Students at MIT in the US claim they have developed an algorithm for creating 3D objects and pictures that trick image-recognition systems into severely misidentifying them. Think toy turtles labeled rifles, and baseballs as cups of coffee.This has been a problem in my field (computer security) for about as long as I can remember - certainly back into the 1980s, and almost certainly longer. Programmers work to get functionality correct - the program performs as intended when fed normal (i.e. expected) input. Programmers have done poorly anticipating what a Bad Guy might feed the program as input. Instead of a name in a text field, how about a thousand letter A characters? Oops, now the Bad Guy can run code of his choice because the program didn't anticipate this input and then fails in an uncontrolled way.
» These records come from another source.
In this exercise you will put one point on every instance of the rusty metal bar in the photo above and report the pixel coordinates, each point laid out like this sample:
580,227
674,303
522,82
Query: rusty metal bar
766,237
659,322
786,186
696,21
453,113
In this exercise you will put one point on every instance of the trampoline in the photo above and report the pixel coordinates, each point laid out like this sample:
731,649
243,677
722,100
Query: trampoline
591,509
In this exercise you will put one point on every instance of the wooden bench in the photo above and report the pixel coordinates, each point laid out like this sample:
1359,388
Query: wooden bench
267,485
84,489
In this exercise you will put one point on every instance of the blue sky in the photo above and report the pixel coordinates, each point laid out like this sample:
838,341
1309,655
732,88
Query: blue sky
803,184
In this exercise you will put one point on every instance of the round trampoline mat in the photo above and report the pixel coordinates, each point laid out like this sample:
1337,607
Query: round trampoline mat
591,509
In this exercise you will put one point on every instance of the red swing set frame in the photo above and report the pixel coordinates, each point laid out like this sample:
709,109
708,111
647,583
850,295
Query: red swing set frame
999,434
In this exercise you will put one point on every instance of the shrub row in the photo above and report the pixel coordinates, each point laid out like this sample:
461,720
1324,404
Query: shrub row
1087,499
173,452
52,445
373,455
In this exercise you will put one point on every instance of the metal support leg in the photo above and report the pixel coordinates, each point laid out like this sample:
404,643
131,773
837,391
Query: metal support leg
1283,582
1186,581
And now AI looks like it's doing precisely the same old pattern:
The problem is that although neural networks can be taught to be experts at identifying images, having to spoon-feed them millions of examples during training means they don’t generalize particularly well. They tend to be really good at identifying whatever you've shown them previously, and fail at anything in between.
Switch a few pixels here or there, or add a little noise to what is actually an image of, say, a gray tabby cat, and Google's Tensorflow-powered open-source Inception model will think it’s a bowl of guacamole. This is not a hypothetical example: it's something the MIT students, working together as an independent team dubbed LabSix, claim they have achieved.Oops.
“Our work gives an algorithm for reliably constructing targeted 3D physical-world adversarial examples, and our evaluation shows that these 3D adversarial examples work. [It] shows that adversarial examples are a real concern in practical systems,” the team said.
“A fairly direct application of 3D adversarial objects could be designing a T-shirt which lets people rob a store without raising any alarms because they’re classified as a car by the security camera,” they added.Double oops.